With almost 20 on-screen participants, we entered the realm of thought offered to us by this gentle, generous spirit, Thich Nhat Han. His fundamental premise may take awhile for us to fully understand; and not everyone is willing to accept it, even if it is understood. 

The fundamental premise of his philosophy is that we can suffer and still experience happiness. In fact, “there is no realm where there’s only happiness and there’s no suffering.” 

Our challenge is to learn how to suffer well, that is to say, how to use our suffering for transformation. 

This is practicing THE ART OF SUFFERING. But still we resist because we just want to be happy and forget all that suffering stuff.

QUESTION: What is the drawback of focusing exclusively on happiness? 

ANSWER: “If there’s no right, then there’s no left. . . Suffering and happiness are not two separate things.” 

 We discussed two key words about suffering and happiness — “ORGANIC” and “TRANSITORY.” It is essential that we can see that everything in nature is impermanent . . . always changing! 

Not only is everything/everyone in nature always changing, but everything/everyone is interrelated. The term that Thich Nhat Hanh uses is “INTER-BE.” We inter-be with everything/everyone! 

QUESTION — What happens when unhappiness turns to utter DESPAIR? How do we overcome that?

ANSWER — “We have to learn how to embrace and cradle our own suffering and the suffering of the world, with a lot of tenderness.” 

Being human, we will all experience those “dark nights of the soul” when we are stuck in the mud with no hope in sight. That is despair. 

We are encouraged in this philosophy not to run from that despair, although we have plenty of ways we can run away – eating, drinking, shopping, entertainment, etc. {He delves more into these “consumptions” in chapter 2, the reading for this week.} If we run away from our despair, it will lodge somewhere in our physical body. Whether we are conscious or unconscious of the causes of that despair, the tension and stress will find a place in our muscles, bones, cells, etc. 

If we run away from our despair, it will return. Better, then, to be with it for a while. What Thich Nhat Hanh instructs us to do is to ‘cradle it’ and talk to it. Eventually you will gain insight about its origin, which then leads to wisdom, and from there will emerge compassion. Suffering will lessen. 

QUESTION: What are the Four Noble Truths that undergird Buddhist philosophy?

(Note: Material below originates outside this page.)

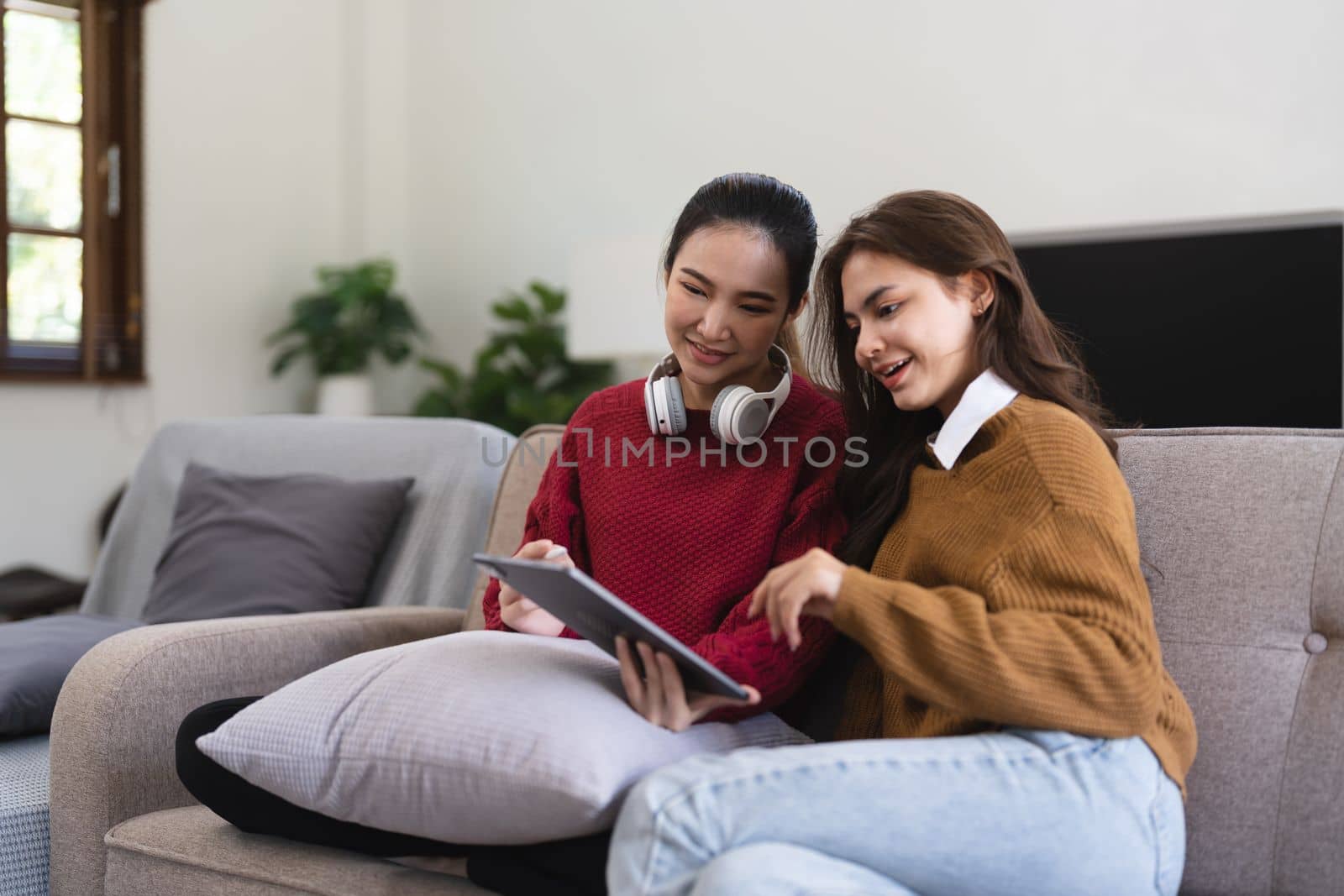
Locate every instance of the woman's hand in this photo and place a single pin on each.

ANSWER: (1) there is suffering; (2) there is a course of action that generates suffering; (3) suffering ceases; and (4) there is a course of action leading to the cessation of suffering.

There is an ancient known path forward, if you are willing to practice the teaching. The answer to suffering less is called MINDFULNESS. It focuses on the breath. Last week’s group session introduced two sets of breathing exercises (see p. 85). This is not a difficult practice. The hardest part may be getting past your resistance! 

Again, you are encouraged to do these mindful breathing exercises and to write in your journal. As one of our wise participants said, her suffering has created a lot of rich compost for her life. Yes, our daily practice will ensure we are cultivating good compost for a fertile crop. 

Meditation and Journaling will continue to be encouraged throughout these sessions. All active participants have been invited to enroll in a free introductory Writing Workshop offered by Dawn James.